PR firms need to be aware of their legal liability in claims they put forth on behalf of clients, as underscored when PR firm TransMedia Group revealed it had received cease and desist letters in its promotion of client, medical device company RyMed Technologies.
Rival company ICU Medical claimed that in representing RyMed the PR firm was infringing on some of its patents.
“If one PR firm can be silenced, it sets a very dangerous precedent for the entire profession,” Thomas Madden, CEO of TransMedia Group, told PRWeek.
Michael Lasky, partner and head of the PR law practice for Davis & Gilbert and co-chair of its litigations department, says he has seen a sharp uptick in the number of patent claims involving PR firms. He says that's because there's been a growth both in “business method patents” and the amount of digital-based work PR agencies are doing for clients.
Unlike traditional patents which protect, for example, a product formula, business method and software patents protect a method of doing business or basic software processes. In many cases, PR firms have been targeted because their communications work for clients today includes building digital channels, such as websites and social media platforms, which can infringe on systems and methodologies that could give rise to patent infringement.
“Those two things have come together to create what I call a perfect storm in the patent arena,” says Lasky. “But I don't think PR firms should feel or worry that they will be silenced. They just have to be more proactive in terms of how they protect from it in their contracts.”
He says every client-agency agreement should have an indemnification provision, which allocates responsibility for any potential legal claim made by a third party.
Typically, the provision stipulates that clients are legally responsible for any information about its products and services that may be disseminated by the PR firm. Conversely, clients are protected in terms of the creative produced and/or secured on its behalf by the PR firm—creative such as taglines, photography, music, or other collateral.
"With that said, unlike taglines, photography, and music, patents are not usually within an agency's ‘sphere of expertise' and there has been a recent shift towards resisting such obligations within the patent arena," adds Lasky.

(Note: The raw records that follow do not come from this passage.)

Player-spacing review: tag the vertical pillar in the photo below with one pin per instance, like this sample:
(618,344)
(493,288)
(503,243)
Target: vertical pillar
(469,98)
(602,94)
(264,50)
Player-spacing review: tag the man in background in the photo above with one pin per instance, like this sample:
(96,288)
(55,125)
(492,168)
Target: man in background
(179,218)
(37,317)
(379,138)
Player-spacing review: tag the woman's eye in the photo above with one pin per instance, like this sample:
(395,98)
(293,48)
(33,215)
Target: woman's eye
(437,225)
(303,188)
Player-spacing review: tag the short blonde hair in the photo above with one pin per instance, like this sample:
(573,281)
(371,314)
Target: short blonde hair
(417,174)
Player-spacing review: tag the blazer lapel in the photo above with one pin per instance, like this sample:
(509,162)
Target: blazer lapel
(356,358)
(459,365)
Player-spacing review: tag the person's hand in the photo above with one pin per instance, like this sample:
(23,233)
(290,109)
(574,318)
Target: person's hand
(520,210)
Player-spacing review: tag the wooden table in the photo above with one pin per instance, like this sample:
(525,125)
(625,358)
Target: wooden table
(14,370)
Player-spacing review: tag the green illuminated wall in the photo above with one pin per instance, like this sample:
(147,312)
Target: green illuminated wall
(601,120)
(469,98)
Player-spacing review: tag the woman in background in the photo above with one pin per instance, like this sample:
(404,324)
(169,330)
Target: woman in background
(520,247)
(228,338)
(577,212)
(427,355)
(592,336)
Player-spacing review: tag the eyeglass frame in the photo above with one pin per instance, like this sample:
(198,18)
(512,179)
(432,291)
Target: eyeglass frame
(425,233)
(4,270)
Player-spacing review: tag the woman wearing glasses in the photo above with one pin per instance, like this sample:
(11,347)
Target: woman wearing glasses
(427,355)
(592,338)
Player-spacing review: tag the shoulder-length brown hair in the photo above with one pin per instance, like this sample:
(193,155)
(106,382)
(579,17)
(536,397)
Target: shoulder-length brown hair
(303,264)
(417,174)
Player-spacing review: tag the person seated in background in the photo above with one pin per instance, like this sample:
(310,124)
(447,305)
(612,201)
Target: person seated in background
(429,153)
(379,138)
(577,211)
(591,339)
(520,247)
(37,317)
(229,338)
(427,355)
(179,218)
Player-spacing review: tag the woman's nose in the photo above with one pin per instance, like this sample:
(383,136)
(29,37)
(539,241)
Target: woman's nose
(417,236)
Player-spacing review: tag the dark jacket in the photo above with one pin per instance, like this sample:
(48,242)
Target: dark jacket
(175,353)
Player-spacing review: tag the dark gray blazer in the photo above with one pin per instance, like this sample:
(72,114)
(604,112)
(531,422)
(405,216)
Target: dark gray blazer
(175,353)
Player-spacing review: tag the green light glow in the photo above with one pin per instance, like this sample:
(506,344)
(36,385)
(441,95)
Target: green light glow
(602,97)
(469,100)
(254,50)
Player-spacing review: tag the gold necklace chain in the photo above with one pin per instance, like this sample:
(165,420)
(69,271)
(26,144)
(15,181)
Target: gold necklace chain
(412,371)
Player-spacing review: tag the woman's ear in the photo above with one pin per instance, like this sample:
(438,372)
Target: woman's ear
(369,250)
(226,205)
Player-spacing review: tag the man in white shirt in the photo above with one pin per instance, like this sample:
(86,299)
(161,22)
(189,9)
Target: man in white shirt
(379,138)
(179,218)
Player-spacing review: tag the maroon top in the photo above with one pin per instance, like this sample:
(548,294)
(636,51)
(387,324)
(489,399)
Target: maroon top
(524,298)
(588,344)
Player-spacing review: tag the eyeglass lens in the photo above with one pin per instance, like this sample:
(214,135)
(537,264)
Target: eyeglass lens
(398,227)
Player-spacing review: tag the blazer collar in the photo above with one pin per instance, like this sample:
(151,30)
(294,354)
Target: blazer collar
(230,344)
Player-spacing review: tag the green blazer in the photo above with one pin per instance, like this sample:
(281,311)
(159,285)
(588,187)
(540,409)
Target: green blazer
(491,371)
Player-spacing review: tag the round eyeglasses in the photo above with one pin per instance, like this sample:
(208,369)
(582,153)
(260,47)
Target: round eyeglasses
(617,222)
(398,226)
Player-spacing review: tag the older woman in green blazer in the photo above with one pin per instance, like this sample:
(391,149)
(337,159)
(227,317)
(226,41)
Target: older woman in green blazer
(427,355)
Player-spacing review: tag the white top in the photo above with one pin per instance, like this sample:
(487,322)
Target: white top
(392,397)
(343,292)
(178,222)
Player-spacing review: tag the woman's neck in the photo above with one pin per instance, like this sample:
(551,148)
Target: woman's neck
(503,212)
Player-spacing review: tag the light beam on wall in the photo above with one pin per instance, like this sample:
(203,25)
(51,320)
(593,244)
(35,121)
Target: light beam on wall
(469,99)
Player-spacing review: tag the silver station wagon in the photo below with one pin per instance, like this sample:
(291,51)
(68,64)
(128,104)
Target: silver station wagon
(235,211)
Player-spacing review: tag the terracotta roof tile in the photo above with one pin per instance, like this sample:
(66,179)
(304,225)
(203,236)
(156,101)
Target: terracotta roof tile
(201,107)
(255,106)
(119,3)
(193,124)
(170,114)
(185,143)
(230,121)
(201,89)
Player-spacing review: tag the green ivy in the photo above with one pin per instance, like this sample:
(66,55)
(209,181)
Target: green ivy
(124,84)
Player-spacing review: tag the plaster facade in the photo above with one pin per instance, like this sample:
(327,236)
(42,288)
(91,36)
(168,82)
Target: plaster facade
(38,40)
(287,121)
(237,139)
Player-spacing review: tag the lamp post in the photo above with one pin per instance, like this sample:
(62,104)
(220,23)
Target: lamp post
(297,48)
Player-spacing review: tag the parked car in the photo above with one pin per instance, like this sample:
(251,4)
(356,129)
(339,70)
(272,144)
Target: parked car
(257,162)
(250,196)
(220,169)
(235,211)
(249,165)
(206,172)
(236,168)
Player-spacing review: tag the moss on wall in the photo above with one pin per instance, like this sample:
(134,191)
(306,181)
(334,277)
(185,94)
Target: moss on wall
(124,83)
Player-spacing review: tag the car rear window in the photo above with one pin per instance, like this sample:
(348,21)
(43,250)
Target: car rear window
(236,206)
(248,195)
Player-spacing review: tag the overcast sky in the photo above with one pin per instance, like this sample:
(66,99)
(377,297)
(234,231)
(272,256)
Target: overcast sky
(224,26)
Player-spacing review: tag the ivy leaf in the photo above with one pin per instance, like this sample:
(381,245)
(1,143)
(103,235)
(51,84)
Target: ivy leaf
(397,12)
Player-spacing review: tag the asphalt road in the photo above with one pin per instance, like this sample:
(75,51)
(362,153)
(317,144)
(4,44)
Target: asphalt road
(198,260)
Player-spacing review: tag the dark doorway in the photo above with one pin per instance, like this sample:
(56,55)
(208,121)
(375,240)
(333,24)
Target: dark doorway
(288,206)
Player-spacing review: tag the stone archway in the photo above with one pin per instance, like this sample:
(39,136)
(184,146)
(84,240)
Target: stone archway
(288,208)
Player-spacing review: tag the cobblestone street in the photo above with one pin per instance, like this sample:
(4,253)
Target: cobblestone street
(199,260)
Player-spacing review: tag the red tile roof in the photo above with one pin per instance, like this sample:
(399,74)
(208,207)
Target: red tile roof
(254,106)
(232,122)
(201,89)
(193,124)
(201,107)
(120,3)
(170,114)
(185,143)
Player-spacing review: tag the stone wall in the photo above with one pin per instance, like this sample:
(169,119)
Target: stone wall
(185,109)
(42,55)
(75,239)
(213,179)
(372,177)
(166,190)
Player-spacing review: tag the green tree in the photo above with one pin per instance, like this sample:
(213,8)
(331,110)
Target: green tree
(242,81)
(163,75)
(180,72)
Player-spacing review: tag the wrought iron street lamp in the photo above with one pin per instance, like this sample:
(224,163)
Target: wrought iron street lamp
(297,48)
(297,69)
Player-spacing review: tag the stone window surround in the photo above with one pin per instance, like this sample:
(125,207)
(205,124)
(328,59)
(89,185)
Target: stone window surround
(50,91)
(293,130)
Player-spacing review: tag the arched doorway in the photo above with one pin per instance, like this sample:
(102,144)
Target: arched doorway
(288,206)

Gene Grabowski, SVP of Levick Strategic Communications and chair of its crisis and litigation practice, agrees it is important for PR firms to use non-disclosure agreements (NDA) to help protect from unknowingly communicating information on behalf of a client that is libellous or defamatory. “We almost always insist on a clause in the NDA that indemnifies us against such occurrences, just as a protective measure,” he says.
However, while a PR agency may not be able to vet every piece of client info, he says it is the job of a communications pro to challenge a client if there is the suspicion information could have legal ramifications.
"We can serve as a check for the client,” says Grabowski. “And we consider that part of our job, because as a communicator you can easily get into competitive entanglements or litigious issues."
In fact, under the FTC, PR agencies can be held liable for disseminating client messages if there is justifiable reason for them to suspect the client may be misleading stakeholders, either through distortion or by leaving out important information. Lasky calls this “messenger liability.”
If a PR firm, for example, is making scientific claims on behalf of a client, “they do not need to be the research analyst verifying that it was a double-blinded study,” says Lasky. “But they need to at least have something that appears to be statistical evidence to support that scientific claim.”